Single by Marilyn Sellars

from the album One Day at a Time
- B-side: "California"
- Released: May 1974
- Genre: Country
- Length: 3:32
- Label: Mega
- Songwriters: Marijohn Wilkin, Kris Kristofferson
- Producer: Clarence Selman

Marilyn Sellars singles chronology
|  | "One Day at a Time" (1974) | "He's Everywhere" (1974) |

= One Day at a Time (song) =

1974 song performed by Marilyn Sellars

"One Day at a Time" is a popular country and western-style Christian song written by Marijohn Wilkin and Kris Kristofferson. It has been recorded by over 200 artists and has reached No. 1 in several territories. Scottish singer Lena Martell had a UK Singles Chart number one with her version in 1979.

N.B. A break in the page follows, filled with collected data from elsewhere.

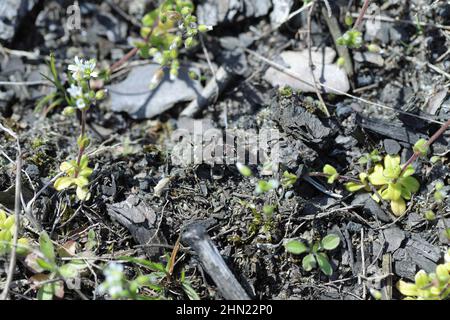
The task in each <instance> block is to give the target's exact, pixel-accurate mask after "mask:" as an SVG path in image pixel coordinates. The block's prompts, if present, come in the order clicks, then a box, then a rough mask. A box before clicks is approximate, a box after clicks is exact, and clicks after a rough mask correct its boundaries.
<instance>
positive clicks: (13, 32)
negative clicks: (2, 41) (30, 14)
mask: <svg viewBox="0 0 450 320" xmlns="http://www.w3.org/2000/svg"><path fill="white" fill-rule="evenodd" d="M36 2H37V1H36V0H1V1H0V40H4V41H10V40H11V39H12V38H13V37H14V33H15V31H16V28H17V26H18V25H19V23H20V20H21V19H22V18H23V17H24V16H25V15H26V13H27V12H29V11H30V10H31V9H33V7H34V5H35V4H36Z"/></svg>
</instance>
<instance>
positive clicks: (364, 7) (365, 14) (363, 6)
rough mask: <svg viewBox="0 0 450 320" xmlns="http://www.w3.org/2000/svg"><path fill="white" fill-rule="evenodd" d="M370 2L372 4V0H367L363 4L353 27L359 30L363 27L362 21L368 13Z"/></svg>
mask: <svg viewBox="0 0 450 320" xmlns="http://www.w3.org/2000/svg"><path fill="white" fill-rule="evenodd" d="M369 4H370V0H365V2H364V5H363V7H362V9H361V11H360V12H359V16H358V19H356V22H355V25H354V26H353V28H355V29H357V30H358V29H359V28H360V27H361V23H362V21H363V19H364V16H365V15H366V12H367V9H368V8H369Z"/></svg>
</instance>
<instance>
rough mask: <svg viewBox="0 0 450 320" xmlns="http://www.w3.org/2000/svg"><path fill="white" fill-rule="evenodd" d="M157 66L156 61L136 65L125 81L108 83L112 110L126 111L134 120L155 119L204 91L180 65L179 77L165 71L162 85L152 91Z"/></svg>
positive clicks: (191, 99) (193, 98)
mask: <svg viewBox="0 0 450 320" xmlns="http://www.w3.org/2000/svg"><path fill="white" fill-rule="evenodd" d="M158 69H159V66H158V65H154V64H151V65H147V66H142V67H137V68H135V69H133V70H132V71H131V72H130V74H129V75H128V77H127V79H125V80H124V81H122V82H119V83H116V84H113V85H111V86H108V87H107V88H108V90H109V93H110V97H111V109H112V111H114V112H126V113H128V114H129V115H130V116H131V117H132V118H134V119H146V118H152V117H154V116H157V115H159V114H161V113H163V112H165V111H167V110H169V109H170V108H172V107H173V106H174V105H175V104H176V103H179V102H183V101H191V100H193V99H195V98H197V97H198V96H199V95H200V92H201V91H202V90H203V88H202V86H201V85H200V82H199V81H196V80H192V79H191V78H190V77H189V74H188V70H186V69H184V68H180V74H179V77H178V78H177V79H176V80H174V81H171V80H170V79H169V75H168V74H167V73H166V74H165V76H164V79H163V80H162V81H161V84H160V85H159V86H158V87H157V88H156V89H154V90H150V89H149V85H150V81H151V79H152V77H153V74H154V73H155V72H156V71H157V70H158Z"/></svg>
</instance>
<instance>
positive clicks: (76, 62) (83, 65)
mask: <svg viewBox="0 0 450 320" xmlns="http://www.w3.org/2000/svg"><path fill="white" fill-rule="evenodd" d="M74 61H75V64H70V65H69V67H68V69H69V71H71V72H72V76H73V77H74V78H75V79H81V78H82V77H83V74H84V61H83V59H80V58H78V56H76V57H75V59H74Z"/></svg>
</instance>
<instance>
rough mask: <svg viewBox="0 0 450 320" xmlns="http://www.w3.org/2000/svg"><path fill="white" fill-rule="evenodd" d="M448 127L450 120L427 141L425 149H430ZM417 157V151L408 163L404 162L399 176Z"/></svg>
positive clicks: (442, 125) (405, 169) (442, 126)
mask: <svg viewBox="0 0 450 320" xmlns="http://www.w3.org/2000/svg"><path fill="white" fill-rule="evenodd" d="M449 126H450V119H449V120H447V122H445V123H444V124H443V125H442V127H441V128H440V129H439V130H438V131H436V132H435V133H434V134H433V135H432V136H431V138H430V139H429V140H428V141H427V143H426V144H425V146H426V147H427V148H428V147H430V146H431V145H432V144H433V142H435V141H436V140H437V139H438V138H439V137H440V136H441V135H442V134H443V133H444V132H445V131H446V130H447V129H448V127H449ZM419 156H420V152H419V151H416V152H414V154H413V155H412V156H411V158H409V159H408V161H406V163H405V164H404V165H403V168H402V173H401V174H403V173H404V172H405V170H406V168H408V166H409V165H410V164H412V163H413V162H414V161H416V160H417V158H419ZM401 174H400V175H401Z"/></svg>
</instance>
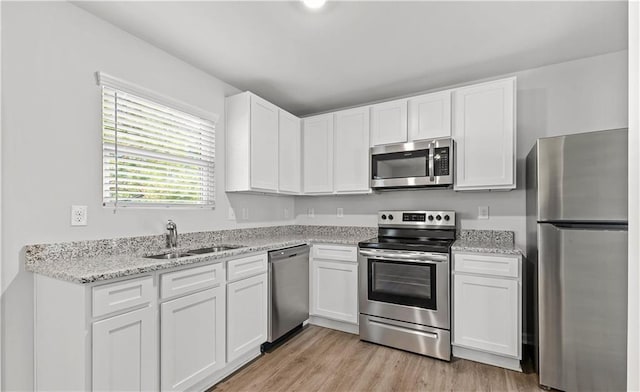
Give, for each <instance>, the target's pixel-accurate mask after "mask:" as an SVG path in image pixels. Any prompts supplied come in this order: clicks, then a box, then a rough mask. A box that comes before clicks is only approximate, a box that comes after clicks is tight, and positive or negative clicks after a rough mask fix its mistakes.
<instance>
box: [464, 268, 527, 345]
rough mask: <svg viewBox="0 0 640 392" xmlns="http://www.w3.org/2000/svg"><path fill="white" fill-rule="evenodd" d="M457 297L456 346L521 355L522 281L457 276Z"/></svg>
mask: <svg viewBox="0 0 640 392" xmlns="http://www.w3.org/2000/svg"><path fill="white" fill-rule="evenodd" d="M454 296H455V298H456V304H455V305H456V306H455V312H454V320H455V323H454V329H455V343H457V344H460V345H464V346H467V347H473V348H478V349H481V350H485V351H490V352H493V353H496V354H504V355H511V356H517V355H518V336H517V331H518V282H516V281H514V280H508V279H500V278H485V277H479V276H465V275H457V276H456V277H455V284H454Z"/></svg>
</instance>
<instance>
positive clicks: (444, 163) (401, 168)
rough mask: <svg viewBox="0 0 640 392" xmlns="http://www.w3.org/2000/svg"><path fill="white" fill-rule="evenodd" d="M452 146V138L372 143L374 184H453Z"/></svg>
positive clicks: (414, 185) (448, 187)
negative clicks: (382, 144) (388, 142)
mask: <svg viewBox="0 0 640 392" xmlns="http://www.w3.org/2000/svg"><path fill="white" fill-rule="evenodd" d="M453 147H454V143H453V139H451V138H441V139H431V140H425V141H418V142H412V143H401V144H389V145H385V146H376V147H371V150H370V151H371V188H372V189H376V190H389V189H400V188H425V187H440V188H451V187H452V186H453V162H454V156H453V149H454V148H453Z"/></svg>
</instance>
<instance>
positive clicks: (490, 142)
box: [453, 78, 516, 190]
mask: <svg viewBox="0 0 640 392" xmlns="http://www.w3.org/2000/svg"><path fill="white" fill-rule="evenodd" d="M514 90H515V78H510V79H504V80H499V81H496V82H490V83H483V84H480V85H475V86H469V87H464V88H461V89H458V90H456V91H455V92H454V124H453V138H454V139H455V141H456V143H457V145H456V183H455V189H457V190H464V189H470V190H474V189H513V188H515V185H516V183H515V170H514V165H515V121H514V119H515V101H514V99H515V98H514V96H515V94H514Z"/></svg>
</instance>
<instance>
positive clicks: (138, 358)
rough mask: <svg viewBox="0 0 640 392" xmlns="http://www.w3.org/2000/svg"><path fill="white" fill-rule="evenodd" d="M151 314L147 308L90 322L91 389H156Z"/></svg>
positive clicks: (97, 390)
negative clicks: (91, 359) (91, 327)
mask: <svg viewBox="0 0 640 392" xmlns="http://www.w3.org/2000/svg"><path fill="white" fill-rule="evenodd" d="M155 315H156V313H155V311H154V309H153V308H151V307H147V308H144V309H139V310H135V311H133V312H129V313H125V314H122V315H119V316H115V317H111V318H108V319H106V320H102V321H98V322H96V323H94V324H93V328H92V332H93V336H92V346H93V347H92V350H93V353H92V356H93V361H92V373H93V374H92V379H93V380H92V385H93V390H94V391H151V390H157V389H158V383H157V379H158V370H157V369H158V353H157V349H156V348H157V344H158V343H157V338H156V337H157V334H156V331H157V323H156V316H155Z"/></svg>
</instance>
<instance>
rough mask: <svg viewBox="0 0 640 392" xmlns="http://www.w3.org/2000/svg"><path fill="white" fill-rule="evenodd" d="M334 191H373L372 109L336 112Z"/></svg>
mask: <svg viewBox="0 0 640 392" xmlns="http://www.w3.org/2000/svg"><path fill="white" fill-rule="evenodd" d="M335 120H336V124H335V125H336V128H335V136H334V140H335V143H334V146H335V151H334V176H333V179H334V183H333V184H334V190H335V191H336V192H358V191H364V192H366V191H368V190H369V108H368V107H365V108H357V109H351V110H345V111H341V112H338V113H336V115H335Z"/></svg>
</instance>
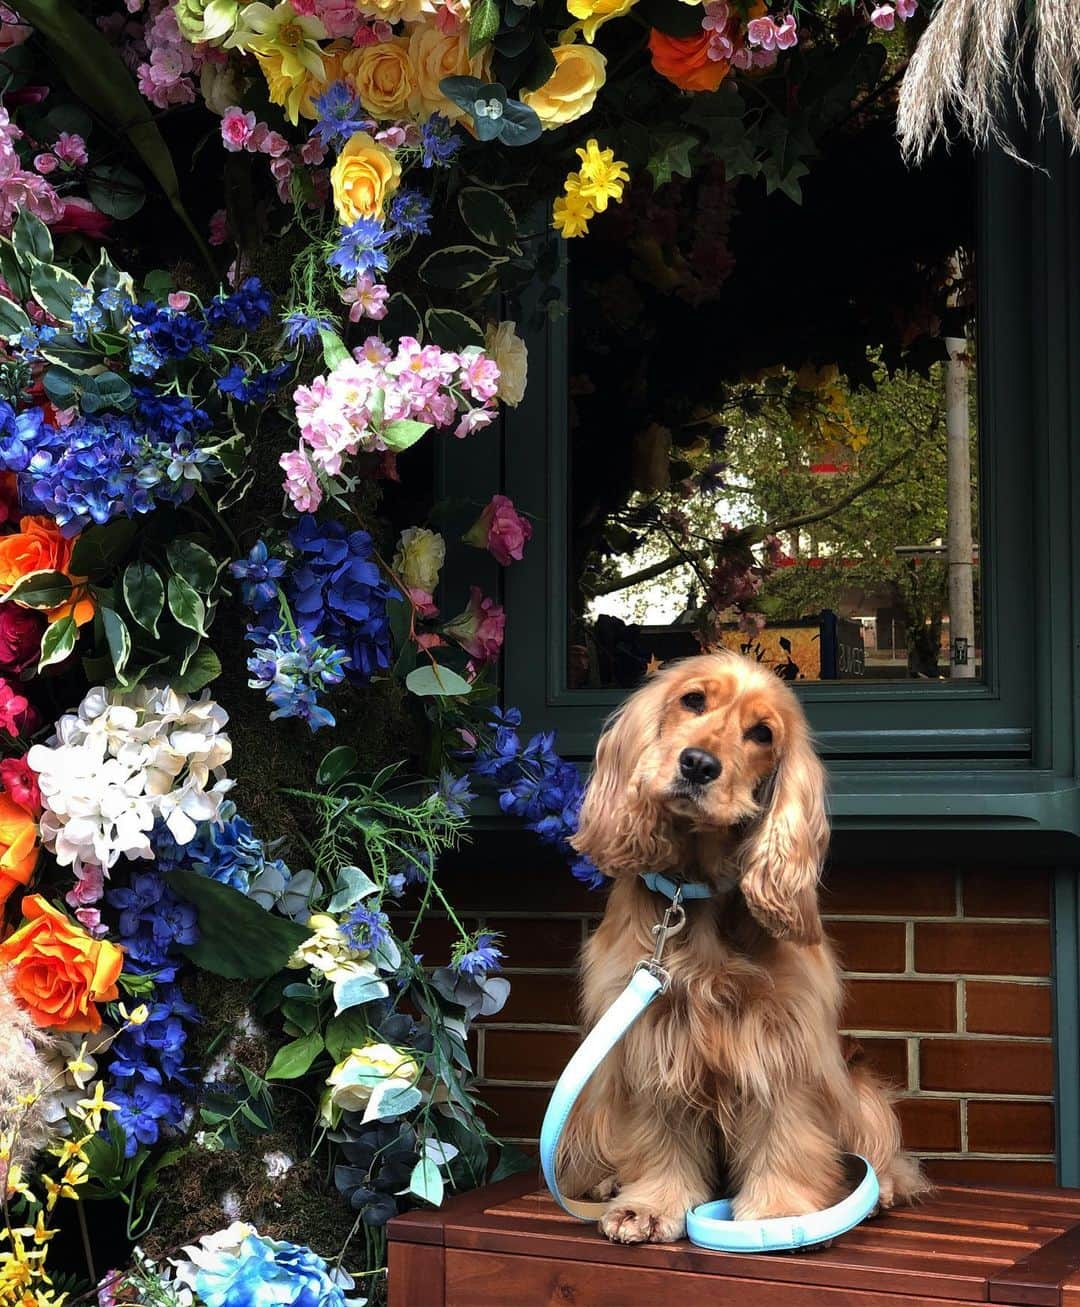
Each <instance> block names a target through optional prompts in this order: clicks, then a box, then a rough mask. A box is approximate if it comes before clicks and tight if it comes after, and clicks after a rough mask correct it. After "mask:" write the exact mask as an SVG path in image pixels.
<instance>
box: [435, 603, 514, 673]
mask: <svg viewBox="0 0 1080 1307" xmlns="http://www.w3.org/2000/svg"><path fill="white" fill-rule="evenodd" d="M505 630H506V613H505V612H503V610H502V606H501V605H499V604H497V603H496V601H494V600H493V599H485V597H484V596H482V593H481V592H480V587H479V586H472V587H471V589H469V601H468V608H465V610H464V613H459V614H458V617H455V618H454V621H452V622H447V623H446V626H445V627H443V634H446V635H450V637H451V638H452V639H455V640H456V642H458V643H459V644H460V646H462V648H463V650H464V651H465V654H468V655H469V657H472V659H476V661H477V663H492V661H493V660H494V659H497V657H498V651H499V650H501V648H502V637H503V633H505Z"/></svg>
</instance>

==Marilyn Sellars version==
The song was first recorded by American country singer Marilyn Sellars in 1974. This version became a US top 40 hit and top 20 hit on the Country charts. Following this, it won the 1975 Gospel Music Association (GMA) Dove Awards for best song.

===Chart positions===

| Chart (1974) | Peak position |
|---|---|
| U.S. Billboard Hot Country Singles | 19 |
| U.S. Billboard Hot 100 | 37 |

==Gloria version==

"One Day at a Time" was recorded by Gloria who released it as a single in August 1977. The song originally peaked at No.5 in the Irish singles charts, before being re-released a year later. From here it peaked at No.1 (over a year after it had entered the chart) and remained on the charts throughout the whole of 1979 and into 1980, eventually spending a total of 90 weeks in the Irish top 30 - the longest run by any song in Irish Chart history.

===Chart history===

| Chart (1977) | Peak position |
|---|---|
| Ireland (IRMA) | 1 |

==Lena Martell version==
Scottish singer Lena Martell recorded the song for the UK market in 1977. The song failed to chart in its first release, but a re-release two years later became a big success and reached No. 1 on the UK Singles Chart in October 1979 for three weeks, and No. 27 in Ireland.

==Cristy Lane version==

"One Day at a Time" became best known among country fans when recorded by American country gospel singer Cristy Lane. Lane had started enjoying mainstream success in the late 1970s through the release of several secular hits, including "Let Me Down Easy" and "Simple Little Words." In 1979, Lane recorded the song after it became a No. 1 hit in the United Kingdom by Lena Martell. At first, United Artists Records balked at releasing the song, despite its previous track record of success, but Lane's husband-manager, Lee Stoller, predicted the song would be successful, and UA relented. The song was released in the late winter of 1980, and by the end of the spring, the song was No. 1 on the Billboard Hot Country Singles chart.

"One Day at a Time" was Lane's only No. 1 hit. For Kristofferson, the song was his sixth No. 1 as a songwriter and first in six years (his last being 1974's "Please Don't Tell Me How the Story Ends" by Ronnie Milsap).

===Chart positions===

| Chart (1980) | Peak position |
|---|---|
| U.S. Billboard Hot Country Singles | 1 |
| Australia (Kent Music Report) | 91 |
| Canadian RPM Country Tracks | 10 |
| New Zealand Singles Chart | 5 |

===Year-end charts===

| Chart (1980) | Position |
|---|---|
| US Country Songs (Billboard) | 2 |

==Other versions==
The song went on to be recorded by many artists, including the Alexander Brothers, Judy Collins, Phil Coulter, Floyd Cramer, Carlene Davis, Florida Boys, Roger Whittaker, Tennessee Ernie Ford, Foster and Allen, Bill Gaither, Lynda Randle, Ivan Parker, The King's Heralds, Arthur Greenslade, Lee Greenwood, Roy Drusky, George Hamilton IV, Lulu Roman, and Brotherhood of Man.

The Quebec country singer André Breton recorded the French version "Un jour à la fois". Paulino Bernal and Ricardo Mejia were the first to record the song in Spanish titled "Un dia a la vez" from the album Misioneros De Cristo. The Welsh folk singer Trebor Edwards released a Welsh-language version "Un Dydd Ar Y Tro" in 1980 with the words translated by Margaret Edwards. It was included on his album of the same name and a single was released in 1981.